Engineering Service, Inc.
We've used the same methods to compress video for nearly thirty years. The next change will be a big one.
I think it's time for a change. Paradigm might be a word used far too often and mostly inaccurately, but that's what we need a change of. I don't want to seem ungrateful because, within the current paradigm, codecs have done a pretty good job. I mean, I can watch 8K videos over my telephone line. That's an achievement by any measure. It almost shouldn't be possible, and it wouldn't be without a stack of interdependent techniques, which, layer upon layer, bring us fast broadband and beautiful pictures.
So why is it time for a change? I'd say for two reasons. First, the current codec paradigm is based on mathematics done with pixels. Pixels aren't a natural fit for the world we live in, nor for our brains, nor, should I say, our cognitive methods. Second, codecs know nothing about what it is that they're compressing. Does that sound strange to you? I'll explain.

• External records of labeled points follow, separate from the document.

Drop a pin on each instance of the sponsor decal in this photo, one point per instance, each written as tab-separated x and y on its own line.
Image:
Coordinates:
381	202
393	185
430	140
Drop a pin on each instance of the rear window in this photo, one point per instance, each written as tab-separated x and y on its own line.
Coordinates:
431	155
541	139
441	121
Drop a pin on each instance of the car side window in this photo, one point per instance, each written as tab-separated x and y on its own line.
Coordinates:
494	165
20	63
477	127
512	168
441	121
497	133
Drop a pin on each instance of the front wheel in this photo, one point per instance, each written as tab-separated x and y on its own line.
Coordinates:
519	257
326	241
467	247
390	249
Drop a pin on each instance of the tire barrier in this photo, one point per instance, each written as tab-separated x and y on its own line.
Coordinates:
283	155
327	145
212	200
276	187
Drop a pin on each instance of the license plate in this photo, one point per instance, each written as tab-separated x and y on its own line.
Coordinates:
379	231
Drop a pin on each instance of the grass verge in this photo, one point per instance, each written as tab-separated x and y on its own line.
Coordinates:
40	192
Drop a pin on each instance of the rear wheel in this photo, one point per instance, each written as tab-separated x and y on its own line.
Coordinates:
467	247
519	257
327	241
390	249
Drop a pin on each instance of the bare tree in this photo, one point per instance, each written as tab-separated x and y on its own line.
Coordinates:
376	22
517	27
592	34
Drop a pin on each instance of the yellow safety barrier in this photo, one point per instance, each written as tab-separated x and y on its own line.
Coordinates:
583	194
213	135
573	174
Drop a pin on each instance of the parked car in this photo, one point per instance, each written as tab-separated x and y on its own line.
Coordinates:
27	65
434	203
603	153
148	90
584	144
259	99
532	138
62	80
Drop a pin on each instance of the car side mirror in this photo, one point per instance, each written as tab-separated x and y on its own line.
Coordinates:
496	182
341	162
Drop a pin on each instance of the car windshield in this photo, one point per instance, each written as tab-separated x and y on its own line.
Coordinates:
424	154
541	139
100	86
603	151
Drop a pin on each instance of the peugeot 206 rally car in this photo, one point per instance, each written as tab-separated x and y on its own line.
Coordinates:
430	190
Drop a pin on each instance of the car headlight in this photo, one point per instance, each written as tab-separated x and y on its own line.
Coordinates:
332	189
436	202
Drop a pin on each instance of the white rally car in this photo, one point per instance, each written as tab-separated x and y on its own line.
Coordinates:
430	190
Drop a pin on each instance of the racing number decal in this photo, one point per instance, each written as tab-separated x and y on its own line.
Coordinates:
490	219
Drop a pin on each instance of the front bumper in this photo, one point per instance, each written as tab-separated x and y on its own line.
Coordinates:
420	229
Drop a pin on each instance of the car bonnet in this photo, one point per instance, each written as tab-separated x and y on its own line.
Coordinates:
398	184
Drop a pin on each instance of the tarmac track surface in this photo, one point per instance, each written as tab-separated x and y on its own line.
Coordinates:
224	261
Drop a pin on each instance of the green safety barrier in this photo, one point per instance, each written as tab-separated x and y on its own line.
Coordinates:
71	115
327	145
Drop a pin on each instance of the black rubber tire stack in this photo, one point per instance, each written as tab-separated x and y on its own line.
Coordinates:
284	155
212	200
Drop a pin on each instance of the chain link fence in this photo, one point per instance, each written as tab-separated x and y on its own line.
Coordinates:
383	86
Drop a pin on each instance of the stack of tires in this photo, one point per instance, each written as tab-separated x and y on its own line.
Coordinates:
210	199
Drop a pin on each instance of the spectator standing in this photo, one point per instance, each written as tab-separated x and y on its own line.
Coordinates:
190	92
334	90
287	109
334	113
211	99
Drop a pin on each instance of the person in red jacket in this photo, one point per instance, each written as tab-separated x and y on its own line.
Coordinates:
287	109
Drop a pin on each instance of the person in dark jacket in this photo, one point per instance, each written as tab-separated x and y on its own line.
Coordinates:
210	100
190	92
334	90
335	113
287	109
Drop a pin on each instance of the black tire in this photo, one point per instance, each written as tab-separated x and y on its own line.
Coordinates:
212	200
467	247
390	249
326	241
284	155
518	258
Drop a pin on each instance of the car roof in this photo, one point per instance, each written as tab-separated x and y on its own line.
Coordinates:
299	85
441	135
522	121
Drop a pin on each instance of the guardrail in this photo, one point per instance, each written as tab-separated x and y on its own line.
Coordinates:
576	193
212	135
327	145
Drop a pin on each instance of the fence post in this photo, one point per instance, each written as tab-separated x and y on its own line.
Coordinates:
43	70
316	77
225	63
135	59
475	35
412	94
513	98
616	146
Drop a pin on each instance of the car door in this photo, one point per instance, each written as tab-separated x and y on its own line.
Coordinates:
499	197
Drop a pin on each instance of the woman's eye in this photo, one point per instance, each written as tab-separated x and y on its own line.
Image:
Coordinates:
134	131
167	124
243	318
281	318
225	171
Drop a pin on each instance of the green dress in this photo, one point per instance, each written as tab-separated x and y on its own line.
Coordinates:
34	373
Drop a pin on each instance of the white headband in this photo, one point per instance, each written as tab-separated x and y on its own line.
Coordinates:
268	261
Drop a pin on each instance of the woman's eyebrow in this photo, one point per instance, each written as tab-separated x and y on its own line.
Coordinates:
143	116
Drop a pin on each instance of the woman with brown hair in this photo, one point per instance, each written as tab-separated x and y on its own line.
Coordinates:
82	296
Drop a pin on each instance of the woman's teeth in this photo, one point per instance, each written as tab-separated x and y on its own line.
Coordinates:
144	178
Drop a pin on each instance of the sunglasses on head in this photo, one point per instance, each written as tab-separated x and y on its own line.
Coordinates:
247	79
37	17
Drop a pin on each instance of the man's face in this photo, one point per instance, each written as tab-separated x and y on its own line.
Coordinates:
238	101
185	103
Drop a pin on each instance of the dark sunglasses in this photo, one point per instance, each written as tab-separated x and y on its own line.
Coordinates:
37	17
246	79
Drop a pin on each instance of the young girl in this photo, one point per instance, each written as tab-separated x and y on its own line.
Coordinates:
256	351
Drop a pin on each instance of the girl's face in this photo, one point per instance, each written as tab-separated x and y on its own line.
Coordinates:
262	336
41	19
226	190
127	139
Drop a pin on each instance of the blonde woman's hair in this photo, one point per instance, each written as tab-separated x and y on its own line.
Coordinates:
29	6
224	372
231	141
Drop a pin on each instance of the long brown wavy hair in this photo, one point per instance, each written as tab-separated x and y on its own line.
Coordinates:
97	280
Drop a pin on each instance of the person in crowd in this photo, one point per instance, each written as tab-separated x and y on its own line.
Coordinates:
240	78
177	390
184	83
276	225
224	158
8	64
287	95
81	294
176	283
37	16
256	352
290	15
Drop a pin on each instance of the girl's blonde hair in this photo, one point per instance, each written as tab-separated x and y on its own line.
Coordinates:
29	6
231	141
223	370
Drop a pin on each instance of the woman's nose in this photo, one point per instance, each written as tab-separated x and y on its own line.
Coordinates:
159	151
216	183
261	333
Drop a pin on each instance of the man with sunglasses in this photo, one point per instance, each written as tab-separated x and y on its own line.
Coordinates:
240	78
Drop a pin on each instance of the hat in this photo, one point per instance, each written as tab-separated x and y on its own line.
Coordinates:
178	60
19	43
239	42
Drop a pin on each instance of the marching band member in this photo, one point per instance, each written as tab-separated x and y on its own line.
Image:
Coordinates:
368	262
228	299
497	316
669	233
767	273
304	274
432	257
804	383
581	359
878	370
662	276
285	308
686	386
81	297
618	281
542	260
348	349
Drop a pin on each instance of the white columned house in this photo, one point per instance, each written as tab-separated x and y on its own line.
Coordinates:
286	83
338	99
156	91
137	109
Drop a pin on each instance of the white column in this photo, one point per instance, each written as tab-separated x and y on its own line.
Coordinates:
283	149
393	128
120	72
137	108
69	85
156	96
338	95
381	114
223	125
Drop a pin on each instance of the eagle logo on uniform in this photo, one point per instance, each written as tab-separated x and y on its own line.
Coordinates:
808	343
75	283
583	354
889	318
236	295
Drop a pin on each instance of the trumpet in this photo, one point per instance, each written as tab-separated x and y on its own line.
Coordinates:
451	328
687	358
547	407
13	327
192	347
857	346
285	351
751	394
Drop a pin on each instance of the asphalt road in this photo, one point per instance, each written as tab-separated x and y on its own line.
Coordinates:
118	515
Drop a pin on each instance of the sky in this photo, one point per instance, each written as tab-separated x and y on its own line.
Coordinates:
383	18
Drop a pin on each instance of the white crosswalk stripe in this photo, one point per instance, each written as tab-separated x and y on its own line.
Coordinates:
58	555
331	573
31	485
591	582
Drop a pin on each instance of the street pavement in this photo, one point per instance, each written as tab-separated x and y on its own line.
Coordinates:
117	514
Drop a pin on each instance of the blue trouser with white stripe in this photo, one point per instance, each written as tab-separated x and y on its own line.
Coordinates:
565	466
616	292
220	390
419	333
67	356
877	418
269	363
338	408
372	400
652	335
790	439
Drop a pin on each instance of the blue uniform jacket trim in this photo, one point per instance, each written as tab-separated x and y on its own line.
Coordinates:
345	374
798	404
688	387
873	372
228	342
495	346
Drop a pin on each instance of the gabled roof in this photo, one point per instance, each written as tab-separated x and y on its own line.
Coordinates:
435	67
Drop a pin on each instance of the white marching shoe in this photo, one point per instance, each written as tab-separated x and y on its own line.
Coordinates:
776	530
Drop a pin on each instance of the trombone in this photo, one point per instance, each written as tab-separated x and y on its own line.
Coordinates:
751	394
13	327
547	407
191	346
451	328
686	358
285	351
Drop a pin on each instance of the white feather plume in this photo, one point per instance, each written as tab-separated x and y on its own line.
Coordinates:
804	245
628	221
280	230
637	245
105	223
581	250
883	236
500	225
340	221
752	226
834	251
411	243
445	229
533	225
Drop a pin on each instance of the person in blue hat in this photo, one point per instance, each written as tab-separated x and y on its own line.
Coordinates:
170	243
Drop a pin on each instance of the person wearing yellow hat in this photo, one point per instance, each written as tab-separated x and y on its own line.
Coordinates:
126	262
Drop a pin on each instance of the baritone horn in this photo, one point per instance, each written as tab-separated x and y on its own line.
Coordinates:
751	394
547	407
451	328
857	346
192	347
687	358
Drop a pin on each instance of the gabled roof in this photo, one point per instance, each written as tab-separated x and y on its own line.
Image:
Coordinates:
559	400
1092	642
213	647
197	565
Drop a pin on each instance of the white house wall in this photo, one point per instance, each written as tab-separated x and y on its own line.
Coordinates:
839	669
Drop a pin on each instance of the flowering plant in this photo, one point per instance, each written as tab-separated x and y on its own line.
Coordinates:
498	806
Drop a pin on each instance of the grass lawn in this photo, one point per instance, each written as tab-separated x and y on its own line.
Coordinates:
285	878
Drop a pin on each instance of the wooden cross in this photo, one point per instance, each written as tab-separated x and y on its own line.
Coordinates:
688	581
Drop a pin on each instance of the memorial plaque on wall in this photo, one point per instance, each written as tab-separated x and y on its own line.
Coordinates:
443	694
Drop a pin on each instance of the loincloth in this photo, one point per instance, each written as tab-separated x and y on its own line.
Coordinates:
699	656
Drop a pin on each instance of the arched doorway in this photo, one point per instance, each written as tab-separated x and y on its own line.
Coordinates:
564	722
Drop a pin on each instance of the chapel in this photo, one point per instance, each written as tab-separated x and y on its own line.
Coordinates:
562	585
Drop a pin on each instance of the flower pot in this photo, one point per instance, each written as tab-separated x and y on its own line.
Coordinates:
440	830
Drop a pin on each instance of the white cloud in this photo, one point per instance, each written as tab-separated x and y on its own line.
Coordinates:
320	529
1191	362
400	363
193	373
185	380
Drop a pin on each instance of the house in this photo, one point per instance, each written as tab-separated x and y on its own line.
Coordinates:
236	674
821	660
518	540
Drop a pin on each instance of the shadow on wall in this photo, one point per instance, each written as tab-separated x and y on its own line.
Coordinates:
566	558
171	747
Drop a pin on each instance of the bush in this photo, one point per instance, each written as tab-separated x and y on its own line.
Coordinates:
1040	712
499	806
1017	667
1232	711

Codecs are content-agnostic because they don't care if they're working on a clip of a courtroom drama or surgical procedure. Nor do they care if the clip is about a swan in flight or a boxing match. They're all just pixels. The only sense in which codecs care about content is when that content is difficult to compress: like a forest in a snowstorm or a horse race with a "difficult" background. The first of these examples has too much randomness (it's hard to distinguish between a bunch of snowflakes and random noise), and the second simply has too much rapidly-changing information. But neither of those content-related concerns are concerned with what the content is "about".
How's AI going to help here? It goes without saying that AI and its close cousin, machine learning, aren't trivial to understand, but by looking at some examples, it's not too hard to see how it might be useful to us.
Smart codecs arise
There are already some cases of AI at work on real-time video. For a while now, Nvidia has been showing a video-calling application that can make the participants seem as though they're looking at the camera, even when they're not. It's good enough for it not to draw attention to itself.
Alongside that, AI can now produce photorealistic images based on spoken commands. "Show me a penguin building a quantum computer" will indeed create a picture of an aquatic antarctic bird designing plumbing for Qubits.
For several years, a website called "thispersondoesnotexist.com" has been producing photorealistic images of people it has essentially just made up. Each time you refresh, you're presented with another "person". None of them exists. They're the product of a massively trained AI that just 'knows" what people tend to look like.
New tools like Google's Imagen take the art of "imagining" a photorealistic scene still further. And as the techniques improve - rapidly, inevitably, it seems - they work at higher and higher resolutions. I can't help feeling that if they're so good at making photorealistic images of something that's never existed, what would happen if you asked the same kind of AI to make the best possible picture of something you're currently showing it?
Wait, what? Does that even make sense? Yes, completely. There's a word for it: re-synthesis.
With resynthesis, you take something that already exists and rebuild it from scratch, to match or exceed the fidelity of the original. AI would use the same methods it employs to build fantasy images and apply them to real ones. This poses an obvious question: what's the point? The answer is that AI doesn't "think" in pixels. Instead, it harnesses the power of conceptual patterns. The more detailed the patterns, the better the results, but it's still not made from pixels. My expectation is that if you train an AI with enough experience of the natural world - or, more to the point, what things are supposed to look like in the real world, then it should be able to reproduce an existing scene based on its "knowledge" of what the essence of that scene must be.
An AI codec won't have a "resolution" as such. Like Postscript, it will be able to output at any resolution. Its frame rate will be "any frame rate". The advantages will be huge and transformative. Several paths are leading in this direction already. One of them is Computational Optics. Sony recently predicted that by 2024, smartphone cameras will outperform DSLRs (or their mirrorless equivalents). So much of computational optics is just number crunching. But increasingly, it's going to be based around AI. At which point - and I'm not even sure you'd call it a codec at this point - your video will be stored as concepts rather than pixels. It could be the biggest change since the dawn of digital video.